HopeDroneWhen this one came in for review I noticed that the label had not exactly given us much lead time before release date so decided to download it quickly and make it a priority. I had never heard of the Australian band and that’s no surprise as they only have a single and EP a couple of years prior to this debut album. I thought going sight unheard as such would be an interesting way to proceed and it could be my soundtrack over the next few days. That’s where things could have gone so wrong as on first listen I discovered that this seven tracker weighs in at a whopping 77 minutes, the first track alone taking up 20 of them. That’s an awful lot of drone but on playing I luckily realised that there isn’t much of that in this, then again there’s not a lot of hope either!

‘Unending Grey’ that monstrous opener does not screw about in the slightest and after a slight droning intro it literally hammers and batters away like a storm has hit and is going to crush everything in its path. The band adopt a post blackened fervour with humongous swaggering, layered up passages of brutality that surge ever forward, pretty much knocking you off your feet. Vocals are in the background a bit but are snappy disgruntled and pissed off with it accompanying the windswept tumult of the music well. There’s a feel that is certainly reminiscent of the Cascadian bands such as Wolves In The Throne Room although this strikes as much more dramatic than they can be on album as well as earlier Altar Of Plagues. Just as you are getting acclimatised to the storming drive things drop out and the track goes into a long, lush, cinematic instrumental soundscape.
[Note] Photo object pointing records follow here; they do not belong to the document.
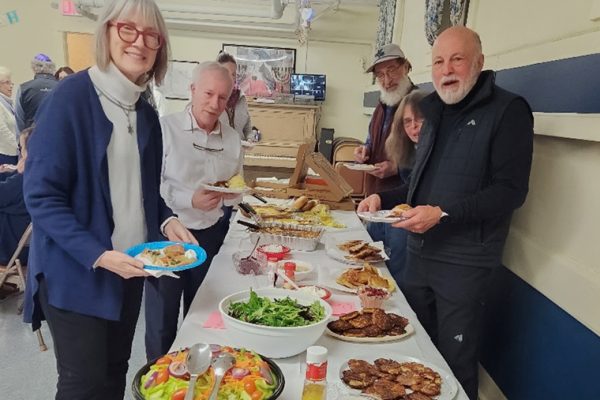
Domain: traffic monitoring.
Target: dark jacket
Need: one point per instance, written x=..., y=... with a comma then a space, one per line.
x=31, y=94
x=482, y=177
x=14, y=217
x=67, y=194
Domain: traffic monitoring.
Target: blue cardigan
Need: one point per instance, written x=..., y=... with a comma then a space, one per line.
x=67, y=194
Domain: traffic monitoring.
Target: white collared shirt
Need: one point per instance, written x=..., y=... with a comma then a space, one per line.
x=186, y=166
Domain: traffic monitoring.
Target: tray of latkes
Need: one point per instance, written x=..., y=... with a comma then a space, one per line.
x=370, y=325
x=295, y=237
x=398, y=377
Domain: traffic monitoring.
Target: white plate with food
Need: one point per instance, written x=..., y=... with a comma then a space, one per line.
x=248, y=144
x=385, y=216
x=360, y=167
x=356, y=252
x=224, y=189
x=372, y=326
x=436, y=382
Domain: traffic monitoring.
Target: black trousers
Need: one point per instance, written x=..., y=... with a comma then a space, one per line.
x=92, y=354
x=163, y=295
x=449, y=300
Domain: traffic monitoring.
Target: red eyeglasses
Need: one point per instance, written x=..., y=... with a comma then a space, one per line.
x=129, y=34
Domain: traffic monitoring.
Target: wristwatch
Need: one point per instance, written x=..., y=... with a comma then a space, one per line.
x=444, y=217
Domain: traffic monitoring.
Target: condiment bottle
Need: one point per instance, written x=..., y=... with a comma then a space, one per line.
x=272, y=270
x=289, y=268
x=315, y=383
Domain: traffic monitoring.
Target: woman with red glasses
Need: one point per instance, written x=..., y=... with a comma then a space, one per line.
x=92, y=188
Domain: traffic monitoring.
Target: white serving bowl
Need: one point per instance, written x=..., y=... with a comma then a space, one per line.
x=274, y=342
x=303, y=269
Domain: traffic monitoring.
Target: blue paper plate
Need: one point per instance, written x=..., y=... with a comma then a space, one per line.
x=200, y=254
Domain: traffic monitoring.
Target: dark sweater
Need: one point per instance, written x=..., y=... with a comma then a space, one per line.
x=473, y=161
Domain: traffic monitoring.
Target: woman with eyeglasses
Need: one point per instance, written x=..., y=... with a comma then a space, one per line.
x=400, y=148
x=92, y=188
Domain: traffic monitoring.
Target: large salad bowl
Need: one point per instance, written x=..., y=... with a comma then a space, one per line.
x=273, y=341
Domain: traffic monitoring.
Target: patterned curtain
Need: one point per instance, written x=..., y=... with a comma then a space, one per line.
x=385, y=22
x=438, y=17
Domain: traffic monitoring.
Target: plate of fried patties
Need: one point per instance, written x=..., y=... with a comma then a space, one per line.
x=370, y=325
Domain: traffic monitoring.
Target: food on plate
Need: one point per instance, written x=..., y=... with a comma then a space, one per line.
x=316, y=291
x=302, y=233
x=170, y=256
x=319, y=214
x=354, y=278
x=235, y=182
x=399, y=209
x=279, y=312
x=369, y=322
x=299, y=203
x=389, y=379
x=168, y=377
x=359, y=250
x=372, y=297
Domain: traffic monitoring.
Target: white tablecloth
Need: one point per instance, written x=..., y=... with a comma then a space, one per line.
x=222, y=280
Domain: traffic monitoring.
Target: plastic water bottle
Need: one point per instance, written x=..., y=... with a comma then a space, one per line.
x=315, y=383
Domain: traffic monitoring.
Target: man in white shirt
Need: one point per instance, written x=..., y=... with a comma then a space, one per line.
x=197, y=150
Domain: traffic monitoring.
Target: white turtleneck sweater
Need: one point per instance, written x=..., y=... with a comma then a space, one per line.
x=8, y=127
x=124, y=169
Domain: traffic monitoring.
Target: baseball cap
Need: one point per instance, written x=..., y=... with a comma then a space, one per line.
x=42, y=57
x=388, y=52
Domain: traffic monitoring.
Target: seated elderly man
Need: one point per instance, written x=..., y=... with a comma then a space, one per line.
x=14, y=217
x=197, y=150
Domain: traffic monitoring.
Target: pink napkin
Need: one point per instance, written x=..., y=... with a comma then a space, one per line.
x=340, y=308
x=214, y=321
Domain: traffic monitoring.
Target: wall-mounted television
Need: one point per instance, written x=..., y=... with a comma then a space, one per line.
x=308, y=85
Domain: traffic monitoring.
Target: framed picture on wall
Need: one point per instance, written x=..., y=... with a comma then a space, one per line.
x=263, y=71
x=178, y=80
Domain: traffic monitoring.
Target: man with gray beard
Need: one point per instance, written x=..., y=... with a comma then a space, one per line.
x=471, y=172
x=390, y=68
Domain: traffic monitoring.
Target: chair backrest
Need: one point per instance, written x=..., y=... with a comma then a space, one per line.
x=24, y=241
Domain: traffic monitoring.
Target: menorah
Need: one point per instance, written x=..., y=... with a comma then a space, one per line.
x=282, y=77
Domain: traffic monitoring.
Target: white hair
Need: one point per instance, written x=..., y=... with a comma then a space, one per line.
x=4, y=73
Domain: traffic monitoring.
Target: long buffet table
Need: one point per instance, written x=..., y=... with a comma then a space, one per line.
x=222, y=280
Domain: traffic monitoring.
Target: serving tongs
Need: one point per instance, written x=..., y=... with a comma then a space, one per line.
x=248, y=209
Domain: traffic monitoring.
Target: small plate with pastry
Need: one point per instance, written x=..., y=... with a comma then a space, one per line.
x=235, y=185
x=386, y=216
x=360, y=167
x=356, y=252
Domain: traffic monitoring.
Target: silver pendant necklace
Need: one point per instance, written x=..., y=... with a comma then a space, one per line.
x=127, y=108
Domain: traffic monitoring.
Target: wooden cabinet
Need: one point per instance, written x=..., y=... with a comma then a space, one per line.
x=283, y=128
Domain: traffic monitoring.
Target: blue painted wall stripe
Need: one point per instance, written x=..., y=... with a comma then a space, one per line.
x=533, y=349
x=570, y=85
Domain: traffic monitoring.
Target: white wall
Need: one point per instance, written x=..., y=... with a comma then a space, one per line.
x=41, y=29
x=553, y=243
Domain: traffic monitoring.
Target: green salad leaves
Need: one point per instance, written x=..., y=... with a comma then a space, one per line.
x=284, y=312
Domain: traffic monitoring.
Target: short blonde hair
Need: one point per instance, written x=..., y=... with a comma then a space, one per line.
x=151, y=14
x=210, y=66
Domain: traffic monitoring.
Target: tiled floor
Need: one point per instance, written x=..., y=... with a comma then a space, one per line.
x=26, y=373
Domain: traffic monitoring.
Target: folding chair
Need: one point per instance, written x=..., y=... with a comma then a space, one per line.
x=14, y=267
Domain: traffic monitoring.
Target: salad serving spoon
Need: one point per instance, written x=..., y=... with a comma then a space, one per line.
x=197, y=362
x=221, y=364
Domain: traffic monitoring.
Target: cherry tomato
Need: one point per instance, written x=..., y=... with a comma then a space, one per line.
x=163, y=376
x=249, y=386
x=257, y=395
x=164, y=360
x=179, y=395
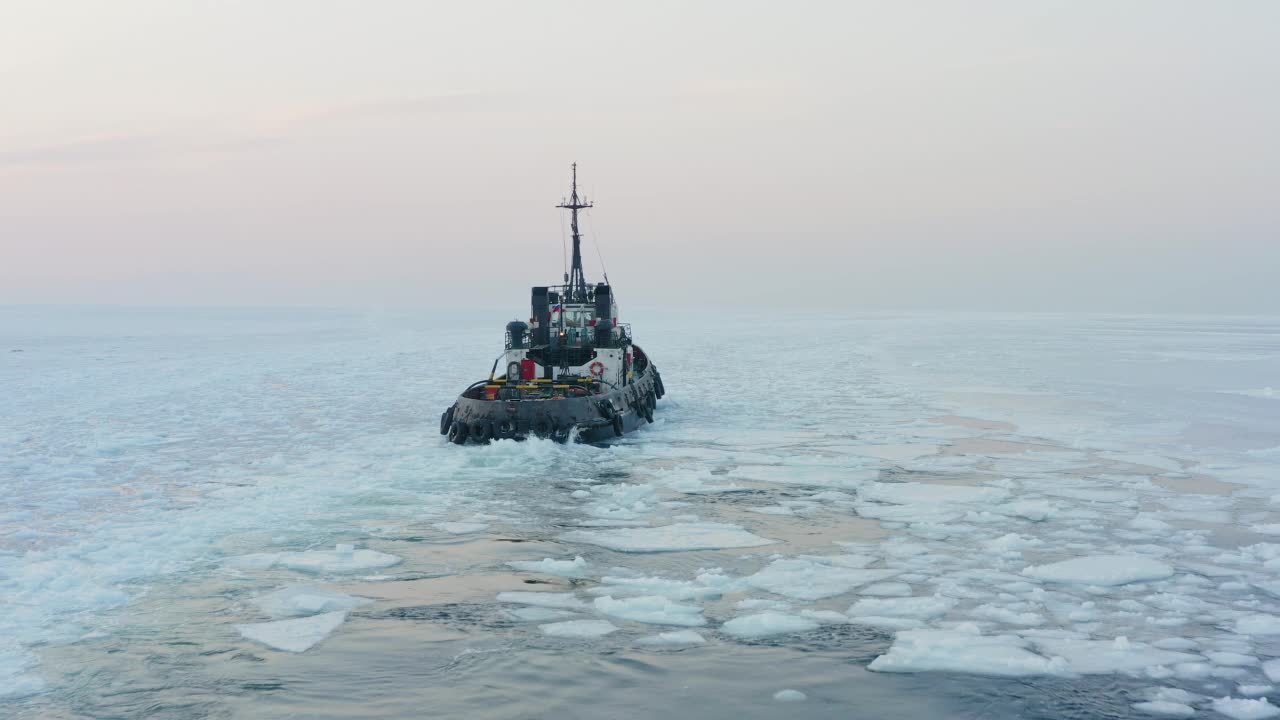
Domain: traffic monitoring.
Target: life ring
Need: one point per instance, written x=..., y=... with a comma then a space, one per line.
x=506, y=429
x=542, y=427
x=458, y=432
x=561, y=434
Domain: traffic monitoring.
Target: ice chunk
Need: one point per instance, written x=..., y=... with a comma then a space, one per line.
x=342, y=559
x=560, y=600
x=461, y=528
x=577, y=629
x=1243, y=709
x=1096, y=657
x=1165, y=709
x=1232, y=659
x=293, y=636
x=1255, y=691
x=539, y=614
x=963, y=650
x=675, y=638
x=918, y=607
x=1258, y=624
x=302, y=600
x=656, y=610
x=812, y=578
x=574, y=569
x=1101, y=570
x=886, y=589
x=764, y=624
x=668, y=538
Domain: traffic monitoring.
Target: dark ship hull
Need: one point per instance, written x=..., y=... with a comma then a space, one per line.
x=571, y=373
x=590, y=418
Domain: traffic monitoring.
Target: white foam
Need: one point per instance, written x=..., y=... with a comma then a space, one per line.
x=577, y=629
x=572, y=569
x=670, y=538
x=1101, y=570
x=293, y=636
x=675, y=638
x=1244, y=709
x=654, y=610
x=812, y=578
x=764, y=624
x=302, y=600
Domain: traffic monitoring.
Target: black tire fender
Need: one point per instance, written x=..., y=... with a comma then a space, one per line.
x=504, y=429
x=458, y=432
x=542, y=427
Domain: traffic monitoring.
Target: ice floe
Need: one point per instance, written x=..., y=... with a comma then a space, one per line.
x=304, y=600
x=342, y=559
x=1246, y=709
x=675, y=638
x=654, y=610
x=670, y=538
x=813, y=578
x=293, y=636
x=579, y=629
x=764, y=624
x=572, y=569
x=1104, y=570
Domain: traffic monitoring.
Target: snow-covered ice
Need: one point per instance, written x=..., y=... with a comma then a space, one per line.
x=1101, y=570
x=293, y=636
x=764, y=624
x=670, y=538
x=577, y=629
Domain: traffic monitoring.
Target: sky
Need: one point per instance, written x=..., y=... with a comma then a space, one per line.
x=988, y=155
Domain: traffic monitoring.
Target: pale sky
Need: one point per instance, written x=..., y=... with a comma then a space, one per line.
x=1016, y=155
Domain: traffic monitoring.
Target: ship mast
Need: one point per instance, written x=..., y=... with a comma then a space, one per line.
x=576, y=290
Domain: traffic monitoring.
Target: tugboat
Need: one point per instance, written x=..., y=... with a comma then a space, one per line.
x=571, y=372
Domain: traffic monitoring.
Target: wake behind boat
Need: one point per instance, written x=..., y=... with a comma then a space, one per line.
x=571, y=372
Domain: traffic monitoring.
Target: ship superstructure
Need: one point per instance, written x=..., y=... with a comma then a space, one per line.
x=571, y=370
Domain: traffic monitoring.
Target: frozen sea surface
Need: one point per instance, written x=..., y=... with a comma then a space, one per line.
x=250, y=514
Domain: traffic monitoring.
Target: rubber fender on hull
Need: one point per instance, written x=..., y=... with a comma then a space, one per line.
x=447, y=419
x=542, y=427
x=504, y=429
x=458, y=432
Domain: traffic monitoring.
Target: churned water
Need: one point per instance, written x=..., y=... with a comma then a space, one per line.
x=251, y=514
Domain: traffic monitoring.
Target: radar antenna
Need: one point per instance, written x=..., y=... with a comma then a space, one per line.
x=576, y=290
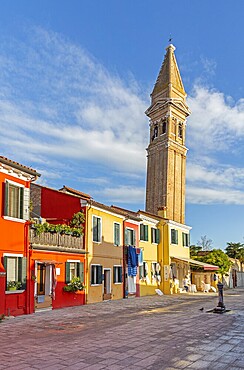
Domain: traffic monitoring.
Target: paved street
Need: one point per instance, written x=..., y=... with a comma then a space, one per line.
x=167, y=332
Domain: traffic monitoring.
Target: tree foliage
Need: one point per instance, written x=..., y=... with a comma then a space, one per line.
x=219, y=258
x=236, y=251
x=194, y=249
It is here that the Hope I mentioned is abandoned, this is bleak and incredibly atmospheric stuff and it reeks to my imagination of struggling survivors in a post-apocalyptic landscape.  I am reminded of those tones of hopelessness from 28 Days Later and this has the sound of the likes of Godspeed You Black Emperor, along with a gentler Neurosis drift about it and it’s a long road to tread proffering little in the way of redemption at its end.  Naturally as expected the violent barrage was bound to eventually hone in again before conclusion but this section is both captivating and enthralling. The danger with a track and indeed an album of such magnitude is of it becoming stale and boring but Cloak Of Ash manages to completely engage from beginning to end (and I should mention this is my second listen to it today).

Halving the running time on the rest of the tracks does not make this volcano any less volatile and it carries on spitting out its lava with fiery precision on tracks such as the poetically entitled ‘Riverbeds Hewn in Marrow.’ Fast tremolo riffing, barking vocals and thundering drums have the seething water boiling over and stewing in its own juices, the melodic thrust of the number powering away and really embedding itself in your head before the cataclysm again breaks allowing some breathing space amidst the more expansive instrumental passage. And so the two different facets within the sound continue merging in precise duality although sounding at different ends of the spectrum. This is no review to paw over each individual song although they have different nuances the overall effect is similar as a combined whole. This is very much an album you are going to immediately love or be completely indifferent of depending no doubt on what you are prepared to give it in return. Surprisingly considering things I did find it a very immediate listen and not an album that really needed stacks and stacks of plays to get to the root of. Just as well really but this was something I was not expecting.

One part of the album that I found particularly effective is penultimate instrumental number ‘The Waves Forever Shatter Upon Our Shores.’ It’s a really intense ride of a track with everything building into a fast and frenzied climatic mass. It strikes as being perfect for the conclusion of the album but no the band keep on playing with a final slice of negativity really dragging everything down to the depths and seemingly playing with the listener who may well have thought they had finally escaped their grasp.